Consider the following problem (Exercise 2.71 in Curves and Surfaces, 2nd Edition, by Montiel and Ros):
Let $S$ be a surface and let $R$ be a straight line of $\mathbb{R}^3$. Prove that if $S$ is compact, then there is a point of $S$ whose normal line intersects $R$ perpendicularly.
My attempt of solution:
Let $R = \{ta + p_0 \in \mathbb{R}^3 \ ; \ t \in \mathbb{R} \}$, with $|a| = 1$, and consider
$$
h(p) = |p-p_0|^2 – \langle p – p_0, a \rangle^2
$$
be the square of the distance between $p \in S$ and $R$. Since $h$ is continous and $S$ is compact, we know that $h$ attains an extremum and hence has a critical point. Let $p$ be the critical point. Then, for every $v \in T_pS$ we know that
$$
(dh)_p(v) = 0 \implies \langle v, p-p_0 \rangle = \langle p – p_0, a \rangle \langle v, a \rangle.
$$
Note that from this it follows that $a \in T_pS$. Hence $R$ is parallel to $T_pS$.
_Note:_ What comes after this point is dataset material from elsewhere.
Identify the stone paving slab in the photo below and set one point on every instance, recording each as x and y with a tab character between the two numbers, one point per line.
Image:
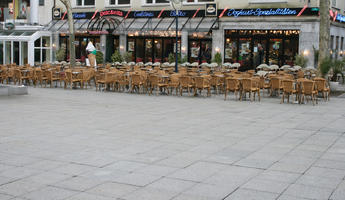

At this point I am stuck. Any hints will be the most appreciated. Thanks in advance.
Best Answer
I'm not sure how you concluded that $a\in T_pS$. Here's how I did: I noted that $h(p)$ does not depend on the choice of $p_0$, so we can after the fact choose $p_0$ to be the point on the line closest to our minimizing $p$, so that $\langle p-p_0,a\rangle =0$. Then you're done.